Una
noche apacible, sin nada extraño, se cierne sobre Madrid. Poco a poco las luces
se encienden en los edificios circundantes. El sol aún no se ha ido pero la
oscuridad empieza a escarbar en la ciudad. Mi ordenador está encendido, para
variar. Una red social tras otra aparece en la pantalla. Mi mente está
absorbida por ellas, es una mala enfermedad. Me une a los antiguos amigos, me
acerca a los actuales cuando están lejos. Me permite observarla a ella sin ser
visto, y eso me aterra. Esta enfermedad nos convierte a todos en voyeurs de
poca monta, inocentes; eso da miedo. Y entonces, el móvil vibra. Otro nexo más
se abre. Nos comunicamos mucho, hablamos mucho. Decimos muy poco.
Tras un
par de horas sentado frente al ordenador sin hacer nada, y haciendo de todo, me
decido a cambiar de sitio. Me levanto y cojo el móvil. Al sofá. La televisión
está encendida, pero no la veo ni la escucho. Mis padres hablan. Y yo, al
móvil. Incluso cuando la marea está calma miro el móvil. Una necesidad insana,
desesperada. Echo cuentas. Tantas horas, tantos minutos… Realmente estoy
enfermo.

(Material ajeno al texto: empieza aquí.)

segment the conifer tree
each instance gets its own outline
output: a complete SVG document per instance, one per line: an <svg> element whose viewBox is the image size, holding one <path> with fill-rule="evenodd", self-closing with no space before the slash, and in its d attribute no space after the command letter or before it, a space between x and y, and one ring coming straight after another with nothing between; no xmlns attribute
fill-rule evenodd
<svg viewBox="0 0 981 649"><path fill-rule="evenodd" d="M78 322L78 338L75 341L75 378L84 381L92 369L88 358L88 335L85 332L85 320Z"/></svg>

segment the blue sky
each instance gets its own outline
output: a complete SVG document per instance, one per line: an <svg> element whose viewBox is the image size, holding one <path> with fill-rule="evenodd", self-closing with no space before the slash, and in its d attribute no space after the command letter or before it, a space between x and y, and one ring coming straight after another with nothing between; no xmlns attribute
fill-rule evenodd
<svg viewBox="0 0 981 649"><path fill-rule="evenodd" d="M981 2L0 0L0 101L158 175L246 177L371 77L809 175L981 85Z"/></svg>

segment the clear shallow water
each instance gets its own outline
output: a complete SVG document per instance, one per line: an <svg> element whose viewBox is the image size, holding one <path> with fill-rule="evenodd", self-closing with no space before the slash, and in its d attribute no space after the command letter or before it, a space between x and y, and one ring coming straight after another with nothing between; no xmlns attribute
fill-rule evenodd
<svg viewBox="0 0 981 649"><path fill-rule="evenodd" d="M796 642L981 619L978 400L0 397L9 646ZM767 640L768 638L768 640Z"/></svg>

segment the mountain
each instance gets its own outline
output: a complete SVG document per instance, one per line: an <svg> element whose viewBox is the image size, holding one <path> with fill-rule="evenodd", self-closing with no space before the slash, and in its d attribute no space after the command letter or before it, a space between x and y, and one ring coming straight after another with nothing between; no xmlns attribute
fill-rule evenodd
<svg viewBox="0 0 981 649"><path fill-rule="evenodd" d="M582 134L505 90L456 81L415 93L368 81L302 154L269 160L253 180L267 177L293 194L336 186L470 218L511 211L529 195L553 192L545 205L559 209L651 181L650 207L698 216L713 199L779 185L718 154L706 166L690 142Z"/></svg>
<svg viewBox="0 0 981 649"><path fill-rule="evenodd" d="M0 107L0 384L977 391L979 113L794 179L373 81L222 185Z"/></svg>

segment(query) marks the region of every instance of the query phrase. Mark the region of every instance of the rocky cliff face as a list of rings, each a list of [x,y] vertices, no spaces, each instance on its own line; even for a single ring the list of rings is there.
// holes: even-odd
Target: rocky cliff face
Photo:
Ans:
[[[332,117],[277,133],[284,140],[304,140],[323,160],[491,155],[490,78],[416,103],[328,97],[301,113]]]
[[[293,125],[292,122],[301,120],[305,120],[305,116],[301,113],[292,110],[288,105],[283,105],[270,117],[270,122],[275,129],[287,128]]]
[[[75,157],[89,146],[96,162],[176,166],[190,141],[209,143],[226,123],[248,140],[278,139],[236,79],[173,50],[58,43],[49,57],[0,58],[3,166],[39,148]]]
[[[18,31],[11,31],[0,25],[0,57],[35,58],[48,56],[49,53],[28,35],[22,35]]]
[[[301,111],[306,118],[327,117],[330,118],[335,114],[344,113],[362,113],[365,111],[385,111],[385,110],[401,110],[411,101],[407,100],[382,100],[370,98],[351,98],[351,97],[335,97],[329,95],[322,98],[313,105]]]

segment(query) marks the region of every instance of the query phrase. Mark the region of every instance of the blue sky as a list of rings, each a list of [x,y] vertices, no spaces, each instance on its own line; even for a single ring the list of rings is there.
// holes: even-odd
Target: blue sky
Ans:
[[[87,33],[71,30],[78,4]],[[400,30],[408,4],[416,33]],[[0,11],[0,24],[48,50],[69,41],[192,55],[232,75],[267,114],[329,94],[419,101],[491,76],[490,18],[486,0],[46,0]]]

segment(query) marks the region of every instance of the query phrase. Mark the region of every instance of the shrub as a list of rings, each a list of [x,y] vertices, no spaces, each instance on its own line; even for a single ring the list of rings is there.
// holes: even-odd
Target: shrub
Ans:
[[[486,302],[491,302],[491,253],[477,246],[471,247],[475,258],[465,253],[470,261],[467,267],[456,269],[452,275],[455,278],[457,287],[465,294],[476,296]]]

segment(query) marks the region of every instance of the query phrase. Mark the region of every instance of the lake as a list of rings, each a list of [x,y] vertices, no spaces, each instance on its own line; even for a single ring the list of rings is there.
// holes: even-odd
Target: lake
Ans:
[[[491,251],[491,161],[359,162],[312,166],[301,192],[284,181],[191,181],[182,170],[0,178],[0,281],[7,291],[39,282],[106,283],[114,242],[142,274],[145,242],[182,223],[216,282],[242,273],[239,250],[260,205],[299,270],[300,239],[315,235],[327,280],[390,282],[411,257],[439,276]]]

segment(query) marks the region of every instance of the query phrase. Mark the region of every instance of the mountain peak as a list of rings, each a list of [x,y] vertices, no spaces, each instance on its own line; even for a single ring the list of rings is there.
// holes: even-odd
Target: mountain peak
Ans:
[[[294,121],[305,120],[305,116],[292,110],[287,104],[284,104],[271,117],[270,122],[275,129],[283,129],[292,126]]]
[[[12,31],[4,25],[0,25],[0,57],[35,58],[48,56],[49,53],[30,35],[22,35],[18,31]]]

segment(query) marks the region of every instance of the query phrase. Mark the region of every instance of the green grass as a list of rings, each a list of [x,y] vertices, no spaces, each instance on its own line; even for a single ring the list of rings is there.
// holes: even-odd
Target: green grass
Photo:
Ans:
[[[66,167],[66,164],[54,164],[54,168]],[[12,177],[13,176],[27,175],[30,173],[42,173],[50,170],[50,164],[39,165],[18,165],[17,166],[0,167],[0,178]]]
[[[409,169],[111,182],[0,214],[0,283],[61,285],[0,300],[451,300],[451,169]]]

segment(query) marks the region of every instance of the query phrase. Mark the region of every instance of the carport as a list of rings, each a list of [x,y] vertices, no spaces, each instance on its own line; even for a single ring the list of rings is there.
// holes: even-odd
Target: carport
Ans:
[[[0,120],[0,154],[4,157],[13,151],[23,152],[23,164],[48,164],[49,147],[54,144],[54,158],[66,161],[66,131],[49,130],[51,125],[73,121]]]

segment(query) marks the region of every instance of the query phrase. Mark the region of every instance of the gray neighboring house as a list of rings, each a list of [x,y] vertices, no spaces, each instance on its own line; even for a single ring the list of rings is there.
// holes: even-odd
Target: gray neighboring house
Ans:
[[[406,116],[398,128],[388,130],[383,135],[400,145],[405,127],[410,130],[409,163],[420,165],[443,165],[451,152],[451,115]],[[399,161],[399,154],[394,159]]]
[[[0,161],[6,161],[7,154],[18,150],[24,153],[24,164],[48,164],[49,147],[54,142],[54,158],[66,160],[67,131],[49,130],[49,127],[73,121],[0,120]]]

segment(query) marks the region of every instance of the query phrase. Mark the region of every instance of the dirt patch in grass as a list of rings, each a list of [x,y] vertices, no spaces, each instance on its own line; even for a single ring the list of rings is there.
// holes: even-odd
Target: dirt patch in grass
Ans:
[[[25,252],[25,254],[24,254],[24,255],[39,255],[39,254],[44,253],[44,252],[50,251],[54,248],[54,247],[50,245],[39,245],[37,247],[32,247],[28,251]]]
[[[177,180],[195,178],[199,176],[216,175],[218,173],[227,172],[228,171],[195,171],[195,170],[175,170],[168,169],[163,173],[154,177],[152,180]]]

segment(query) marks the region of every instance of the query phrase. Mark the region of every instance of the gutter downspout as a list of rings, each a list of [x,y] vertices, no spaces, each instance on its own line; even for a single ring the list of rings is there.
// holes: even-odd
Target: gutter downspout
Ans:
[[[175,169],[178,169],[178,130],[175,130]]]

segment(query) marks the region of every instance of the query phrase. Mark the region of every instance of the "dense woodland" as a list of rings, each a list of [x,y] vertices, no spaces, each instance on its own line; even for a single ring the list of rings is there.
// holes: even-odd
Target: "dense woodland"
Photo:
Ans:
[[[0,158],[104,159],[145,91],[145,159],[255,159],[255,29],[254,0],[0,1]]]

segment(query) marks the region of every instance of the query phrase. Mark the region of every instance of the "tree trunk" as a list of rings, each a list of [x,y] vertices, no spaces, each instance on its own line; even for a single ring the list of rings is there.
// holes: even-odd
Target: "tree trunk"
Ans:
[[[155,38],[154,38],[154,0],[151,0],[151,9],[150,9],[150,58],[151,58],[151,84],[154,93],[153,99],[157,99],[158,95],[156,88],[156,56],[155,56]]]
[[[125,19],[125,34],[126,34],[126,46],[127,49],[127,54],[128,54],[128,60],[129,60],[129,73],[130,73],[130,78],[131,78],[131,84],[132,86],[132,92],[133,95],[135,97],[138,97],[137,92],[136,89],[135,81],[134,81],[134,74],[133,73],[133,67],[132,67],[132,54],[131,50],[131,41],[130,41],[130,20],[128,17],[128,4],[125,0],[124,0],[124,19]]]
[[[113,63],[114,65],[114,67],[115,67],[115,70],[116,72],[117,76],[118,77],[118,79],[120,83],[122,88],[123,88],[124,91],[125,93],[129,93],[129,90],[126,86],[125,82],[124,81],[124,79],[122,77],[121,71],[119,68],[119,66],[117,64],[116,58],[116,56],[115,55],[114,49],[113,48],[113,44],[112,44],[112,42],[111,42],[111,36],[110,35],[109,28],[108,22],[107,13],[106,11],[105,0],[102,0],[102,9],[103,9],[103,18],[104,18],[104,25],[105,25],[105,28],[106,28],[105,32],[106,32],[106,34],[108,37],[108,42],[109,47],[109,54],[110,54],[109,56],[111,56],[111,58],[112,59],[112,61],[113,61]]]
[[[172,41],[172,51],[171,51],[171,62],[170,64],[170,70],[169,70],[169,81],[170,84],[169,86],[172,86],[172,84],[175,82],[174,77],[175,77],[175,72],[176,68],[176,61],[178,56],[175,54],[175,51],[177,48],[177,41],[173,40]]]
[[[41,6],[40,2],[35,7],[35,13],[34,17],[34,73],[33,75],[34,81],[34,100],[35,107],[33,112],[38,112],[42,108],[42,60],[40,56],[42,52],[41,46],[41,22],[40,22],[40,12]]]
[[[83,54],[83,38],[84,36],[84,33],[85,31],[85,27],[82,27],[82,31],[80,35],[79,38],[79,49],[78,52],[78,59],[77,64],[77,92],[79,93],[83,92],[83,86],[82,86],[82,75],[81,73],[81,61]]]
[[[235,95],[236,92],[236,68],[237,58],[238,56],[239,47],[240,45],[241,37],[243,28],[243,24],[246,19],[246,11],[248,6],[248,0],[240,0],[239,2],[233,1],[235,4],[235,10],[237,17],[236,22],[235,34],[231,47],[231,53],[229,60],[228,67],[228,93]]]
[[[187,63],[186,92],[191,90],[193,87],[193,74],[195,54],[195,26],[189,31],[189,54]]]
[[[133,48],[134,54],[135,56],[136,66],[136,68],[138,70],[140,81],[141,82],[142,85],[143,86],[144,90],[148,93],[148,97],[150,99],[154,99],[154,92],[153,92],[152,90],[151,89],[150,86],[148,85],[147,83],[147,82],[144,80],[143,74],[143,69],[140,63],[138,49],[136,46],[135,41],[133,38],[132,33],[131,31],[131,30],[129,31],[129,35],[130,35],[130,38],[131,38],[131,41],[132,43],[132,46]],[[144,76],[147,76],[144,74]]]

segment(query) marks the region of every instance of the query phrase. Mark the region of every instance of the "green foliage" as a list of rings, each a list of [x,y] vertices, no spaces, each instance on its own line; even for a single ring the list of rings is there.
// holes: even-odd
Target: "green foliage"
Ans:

Pero dentro de la enfermedad, soy de los sanos. A fin de cuentas hago
otras cosas: leo, escribo, veo cosas.
Y me doy
cuenta de que la televisión está ya apagada, mis padres roncando. Y yo, al
móvil. Cuánta patraña. En un principio el móvil me pareció la salvación:
hablaba con la gente (hasta les contaba mis problemas), ¡hablaba! Pero ahora me
doy cuenta de que no decía nada. ¿De qué sirve escribir en un teclado mirando a
una pantalla sentado si luego, a la hora de la verdad, soy incapaz de
pronunciar palabra o actuar? ¿Sólo es mi forma de ser o es acaso un verdadero
problema? ¿Acaso no nos acerca en la distancia y nos aleja en la cercanía?
Y
entonces maldigo. No necesito un dios al que culpar, unos padres a los que
regañar o un psicólogo al que pagar: la
culpa es de la red social, la maldita red social. Callada, servicial,
diligente, traicionera, asesina de coraje y amansadora de temerarios. Quizá
solo me pase a mí, pero bueno, será que soy un viejo en cuerpo de adolescente o
niño en cuerpo de joven. Quizá sea todo mentira, ojalá fuese mentira.
Y así,
pegado a la pantalla del ordenador con dos redes sociales abiertas y el móvil
en vibración, acabo de escribir estas líneas acerca no de la maldad de las
redes sociales, sino de mi hipocresía; porque sé que tras reflexionar esto
seguiré haciendo uso de las redes. Acercándome a vosotros, observándote a ti,
bella dama, aunque me duela en el alma.